September marked the revival of auto financing after a 27-month hiatus, following a peak in June 2022 at Rs368 billion. High interest rates had previously kept the sector under pressure, but the SBP’s interest rate cuts have provided some relief. The SBP began reducing rates in June, bringing it down to 20% from 22%, followed by further reductions to 19.5% in July, 17.5% in September, and 15% in November.
In terms of vehicle sales, the market has seen a surge. Overall sales of cars, SUVs, vans, and pickups increased by 50% during the first four months of FY25, reaching 40,693 units. Private banks have contributed to this growth by offering competitive fixed rates, alongside local manufacturers providing price discounts.
Plant Shutdowns Amidst Rising Sales
Despite the positive sales figures, Indus Motor Company Ltd (IMC) has announced a second plant closure from November 27 to 29, following an earlier suspension from November 18 to 20. The company cited low inventory levels of raw materials and components, along with ongoing supply chain challenges, which have hindered its ability to meet production requirements. The company had previously suspended operations in July, August, September, and October for similar reasons.
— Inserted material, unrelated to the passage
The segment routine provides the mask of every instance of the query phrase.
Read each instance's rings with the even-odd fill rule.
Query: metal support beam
However, IMC reported a strong financial performance for the quarter ended September 30, with a 58% rise in profit after tax (PAT), reaching Rs5 billion compared to Rs3.216 billion in the same period last year. Net sales turnover also increased by 27% to Rs41.6 billion from Rs32.6 billion.
Growth in CKD Imports and Tyre Manufacturing
Data from the Pakistan Bureau of Statistics (PBS) shows a 35% increase in the import of completely knocked down (CKD) kits, which rose to $282 million during July-October, up from $208.5 million in the same period last year. This indicates a strong order book for local assemblers.
Meanwhile, Ghandhara Tyre and Rubber Company Ltd (GTR) announced that it would temporarily shut down its boiler from November 27 to December 2 for planned maintenance work on its utility line. Despite this, GTR assured that plant operations would not be significantly impacted as regional offices remain operational to ensure continued tyre supply.
The overall auto sector remains resilient, with sales continuing to rise despite production challenges, signaling positive prospects for the industry as it adapts to fluctuating interest rates and supply chain dynamics.